November 22 was a typically hectic moving day for the Russells—parents chasing toddlers down empty hallways, directing movers and dodging boxes. Then Herman took a moment to do what any man would do in brand-new digs: He flipped on the TV. What he saw was the assassination of President Kennedy.
Juanita Abernathy had just bought her lot the year before, a few blocks over on a street so new that it didn’t yet have asphalt. She was mulling over floor plans with architect J.W. Robinson, though it would be a year before her husband, the Reverend Ralph David Abernathy, got around to visiting the property. Of course, that was about the time he and Martin Luther King Jr. got thrown into a Birmingham jail and, a few months later, organized a sizable rally in Washington. So Juanita understood why Ralph couldn’t get around to carpet samples.
The Russells’ and Abernathys’ swanky new community, Collier Heights, eventually encompassed fifty-four individual subdivisions and more than 1,700 homes, schools, and churches near what is today the intersection of I-20 West and I-285. In the tumultuous last decade before the Supreme Court ended Jim Crow segregation, Collier Heights became a virtual Who’s Who of black Atlanta. Residents included the Reverend and Mrs. Martin Luther King Sr., bank president Lorimer D. Milton, civil rights attorney Donald B. Hollowell, Grady Hospital medical director Dr. Asa G. Yancey, and Georgia congressmen Leroy R. Johnson and Billy McKinney (not to mention his daughter Cynthia).

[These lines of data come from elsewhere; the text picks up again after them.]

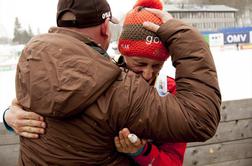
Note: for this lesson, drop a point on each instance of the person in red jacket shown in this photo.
(139, 60)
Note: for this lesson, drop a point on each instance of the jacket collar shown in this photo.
(85, 39)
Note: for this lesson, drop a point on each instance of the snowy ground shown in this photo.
(234, 72)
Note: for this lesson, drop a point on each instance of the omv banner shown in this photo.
(216, 39)
(233, 38)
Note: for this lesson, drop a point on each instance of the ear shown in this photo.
(105, 29)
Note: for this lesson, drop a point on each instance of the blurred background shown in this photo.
(225, 24)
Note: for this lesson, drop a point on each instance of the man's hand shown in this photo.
(124, 145)
(26, 124)
(164, 16)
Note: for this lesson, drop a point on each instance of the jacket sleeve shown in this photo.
(171, 154)
(193, 113)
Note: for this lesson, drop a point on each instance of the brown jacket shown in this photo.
(86, 99)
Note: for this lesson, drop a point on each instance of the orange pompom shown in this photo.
(155, 4)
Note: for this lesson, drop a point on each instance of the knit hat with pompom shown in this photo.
(135, 40)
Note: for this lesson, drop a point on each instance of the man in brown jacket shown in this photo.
(66, 76)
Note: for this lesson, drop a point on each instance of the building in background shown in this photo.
(204, 17)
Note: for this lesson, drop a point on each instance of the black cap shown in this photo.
(87, 13)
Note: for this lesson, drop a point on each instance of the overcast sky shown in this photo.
(40, 14)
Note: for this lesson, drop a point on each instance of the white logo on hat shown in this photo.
(152, 39)
(125, 46)
(106, 15)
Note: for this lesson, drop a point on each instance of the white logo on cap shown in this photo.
(152, 39)
(125, 46)
(106, 15)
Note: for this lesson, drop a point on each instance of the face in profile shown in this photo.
(147, 67)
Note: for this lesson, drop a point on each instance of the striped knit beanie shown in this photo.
(135, 40)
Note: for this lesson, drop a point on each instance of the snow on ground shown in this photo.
(234, 72)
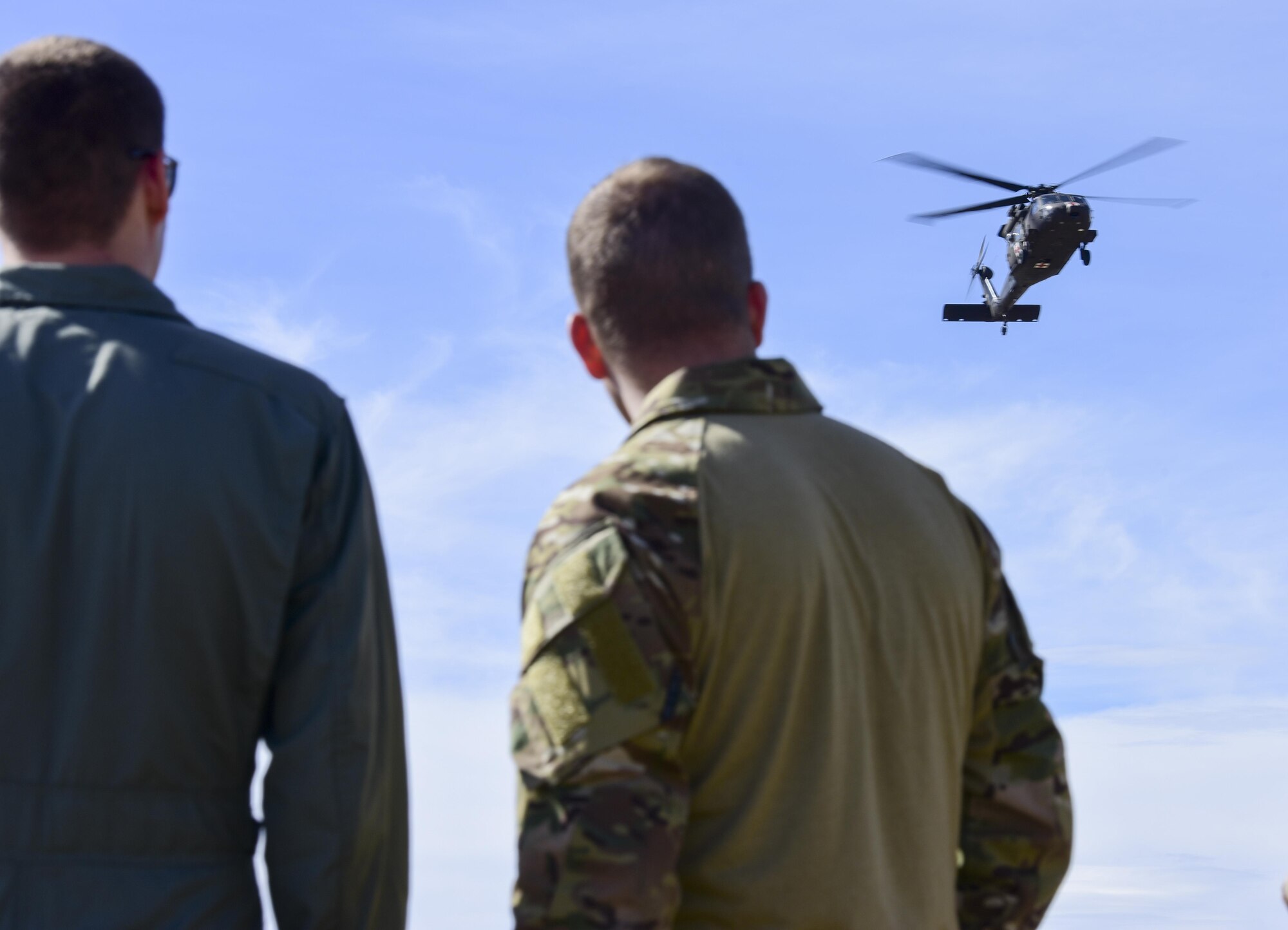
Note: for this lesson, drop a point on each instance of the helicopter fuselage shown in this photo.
(1041, 238)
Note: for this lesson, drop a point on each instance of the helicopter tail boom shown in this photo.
(982, 314)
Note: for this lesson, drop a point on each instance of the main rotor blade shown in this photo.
(1134, 154)
(932, 217)
(1175, 203)
(915, 160)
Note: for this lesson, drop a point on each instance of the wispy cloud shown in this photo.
(274, 319)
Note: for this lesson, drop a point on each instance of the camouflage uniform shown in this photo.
(618, 663)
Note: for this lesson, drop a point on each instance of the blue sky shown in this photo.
(381, 191)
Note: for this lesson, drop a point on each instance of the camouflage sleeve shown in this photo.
(598, 718)
(1017, 816)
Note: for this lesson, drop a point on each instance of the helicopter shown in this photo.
(1043, 230)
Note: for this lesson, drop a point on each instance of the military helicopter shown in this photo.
(1043, 230)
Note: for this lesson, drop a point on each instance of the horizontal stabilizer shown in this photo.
(980, 314)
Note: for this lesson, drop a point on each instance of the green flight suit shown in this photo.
(190, 562)
(773, 678)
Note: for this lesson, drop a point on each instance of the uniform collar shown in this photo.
(748, 386)
(96, 288)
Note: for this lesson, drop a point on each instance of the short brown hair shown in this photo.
(71, 114)
(659, 252)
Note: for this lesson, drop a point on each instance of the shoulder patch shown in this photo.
(578, 592)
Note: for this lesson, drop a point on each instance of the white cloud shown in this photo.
(1180, 817)
(274, 319)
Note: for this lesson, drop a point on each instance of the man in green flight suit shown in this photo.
(190, 564)
(773, 676)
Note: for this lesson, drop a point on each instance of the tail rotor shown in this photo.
(980, 270)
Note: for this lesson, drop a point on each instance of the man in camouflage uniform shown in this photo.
(773, 676)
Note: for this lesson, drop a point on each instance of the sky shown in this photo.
(379, 193)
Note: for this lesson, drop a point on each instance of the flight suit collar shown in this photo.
(746, 386)
(95, 288)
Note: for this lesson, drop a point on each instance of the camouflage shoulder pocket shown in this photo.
(593, 674)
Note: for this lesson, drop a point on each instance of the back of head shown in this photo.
(74, 119)
(659, 257)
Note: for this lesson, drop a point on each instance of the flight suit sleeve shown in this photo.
(1017, 828)
(598, 717)
(336, 795)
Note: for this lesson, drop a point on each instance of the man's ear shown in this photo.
(584, 342)
(156, 193)
(758, 306)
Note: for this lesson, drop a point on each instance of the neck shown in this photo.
(634, 378)
(74, 256)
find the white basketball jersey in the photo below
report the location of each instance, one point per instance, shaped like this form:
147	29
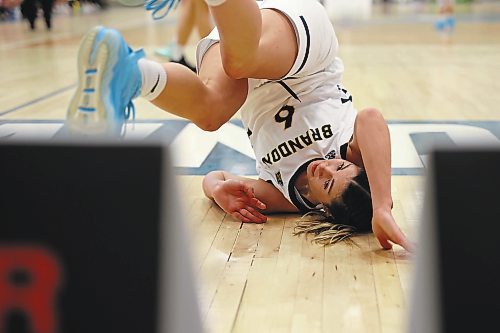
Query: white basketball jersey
307	115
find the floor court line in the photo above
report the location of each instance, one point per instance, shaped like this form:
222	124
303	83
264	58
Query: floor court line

Never before in the nation had African Americans possessed the means, the leadership, and the land to develop a modern suburb that so epitomized the American dream. Never again, at least in Atlanta, would they build one that was so exclusively their own. Loyalty to this heritage has kept the original community and its period architecture remarkably intact, a big part of why this seemingly ordinary ranch neighborhood was recently named to the National Register of Historic Places.
Collier Heights’ first residents coordinated protests at Rich’s department store and Grady Hospital, organized voter drives, and advised U.S. presidents. But they also raked leaves and swapped recipes and chaired PTA meetings. Their children, outside playing 3-on-3 basketball or popping wheelies on shiny new Schwinn Sting-Rays, were relatively oblivious to the social upheaval they represented. They didn’t understand why busloads of tourists would pass by marveling at wealthy black suburbia. They just knew they had to be home when the streetlights came on. And perhaps their childish insouciance—their taking it for granted that they could grow up to attend the University of Georgia, or run a Forbes 500 corporation, or become president of the United States—was the greatest legacy of Collier Heights.

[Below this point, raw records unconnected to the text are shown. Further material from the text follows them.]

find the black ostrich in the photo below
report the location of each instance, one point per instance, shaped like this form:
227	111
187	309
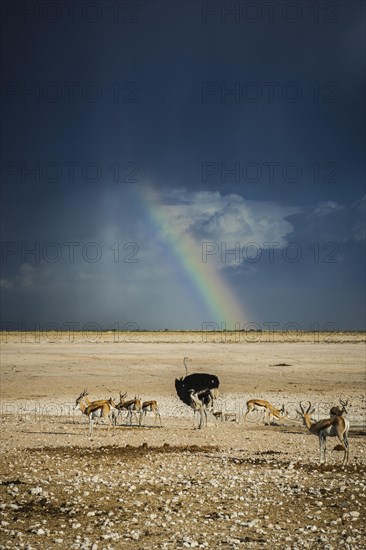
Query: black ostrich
198	391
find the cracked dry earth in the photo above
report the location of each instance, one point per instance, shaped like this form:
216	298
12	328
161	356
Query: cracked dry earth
267	493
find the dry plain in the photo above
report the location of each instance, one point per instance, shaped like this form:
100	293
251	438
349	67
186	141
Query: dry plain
230	485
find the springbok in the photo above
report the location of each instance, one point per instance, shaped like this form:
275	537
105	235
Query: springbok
336	426
97	409
132	406
151	406
338	411
270	411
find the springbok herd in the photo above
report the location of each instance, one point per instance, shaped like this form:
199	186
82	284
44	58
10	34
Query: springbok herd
203	401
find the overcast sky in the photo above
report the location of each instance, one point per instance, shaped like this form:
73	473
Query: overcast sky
167	164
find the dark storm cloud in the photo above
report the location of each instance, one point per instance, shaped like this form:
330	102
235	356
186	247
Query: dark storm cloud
189	99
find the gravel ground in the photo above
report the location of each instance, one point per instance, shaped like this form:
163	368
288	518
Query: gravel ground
230	485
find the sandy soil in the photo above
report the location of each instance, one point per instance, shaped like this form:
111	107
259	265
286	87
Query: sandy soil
231	485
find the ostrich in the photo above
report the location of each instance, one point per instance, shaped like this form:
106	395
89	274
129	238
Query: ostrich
198	390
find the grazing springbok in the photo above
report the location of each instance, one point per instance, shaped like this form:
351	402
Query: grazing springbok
132	406
153	407
270	411
336	426
338	411
97	409
198	405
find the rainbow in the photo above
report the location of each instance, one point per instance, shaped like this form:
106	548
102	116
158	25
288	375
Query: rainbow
214	292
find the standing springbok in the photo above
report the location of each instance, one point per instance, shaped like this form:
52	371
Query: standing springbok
270	411
338	411
97	409
336	426
132	406
153	407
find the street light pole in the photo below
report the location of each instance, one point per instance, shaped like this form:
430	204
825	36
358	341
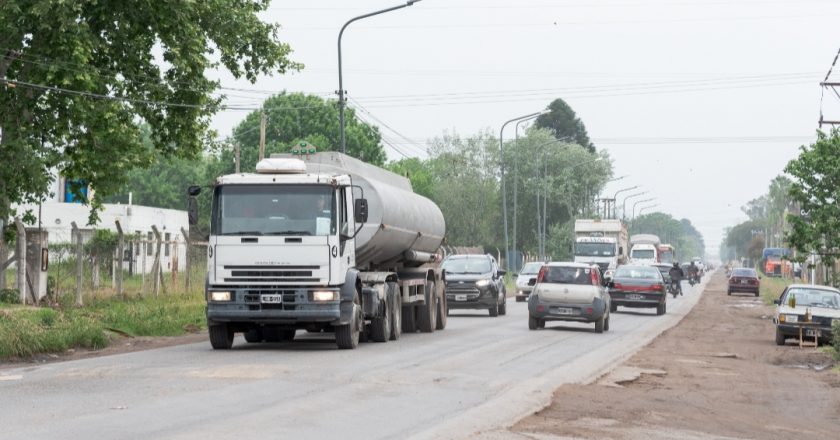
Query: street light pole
637	203
341	98
624	203
504	191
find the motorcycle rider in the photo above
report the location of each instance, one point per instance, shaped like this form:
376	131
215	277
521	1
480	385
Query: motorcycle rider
693	272
677	274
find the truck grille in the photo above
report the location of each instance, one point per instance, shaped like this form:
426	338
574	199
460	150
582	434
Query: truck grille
299	274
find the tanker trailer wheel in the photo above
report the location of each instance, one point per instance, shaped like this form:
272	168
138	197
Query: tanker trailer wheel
443	312
396	310
427	313
380	327
221	336
347	335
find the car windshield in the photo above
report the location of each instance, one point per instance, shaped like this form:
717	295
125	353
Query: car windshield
814	298
640	273
643	253
594	249
274	210
531	269
467	265
567	275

Dorothy C. Johnson tenderly opens the oversized turquoise burlap scrapbook, labeled simply in die-cut block letters and laminated in clear contact paper, that chronicles forty-plus years of the Larchmont-Kildare Community Club. Taped to fading construction paper pages are news clippings, invitations, campaign flyers, and newsletters documenting generations of residents along the little cluster of hilly streets on the west side of Collier Heights. There are snapshots of picnics, street parties, pool parties, barbecues, and community meetings—where someone thought to invite the firemen, or bring sidewalk chalk for the kids, or recognize Katie Tuggle’s ninety-first birthday, or her ninety-fifth.
Though there are cameos by celebrity neighbors such as Christine King Farris, Martin’s sister, and Leroy Johnson, the first black Georgia senator since Reconstruction, the book mostly features ordinary folk—the same faces aging and lapels widening as the pages turn, neighborhood kids growing up and having babies of their own. “I call us the little people,” defers Johnson, one of the club’s only three surviving charter members. “You know the famous folk, but we’re just the little people.”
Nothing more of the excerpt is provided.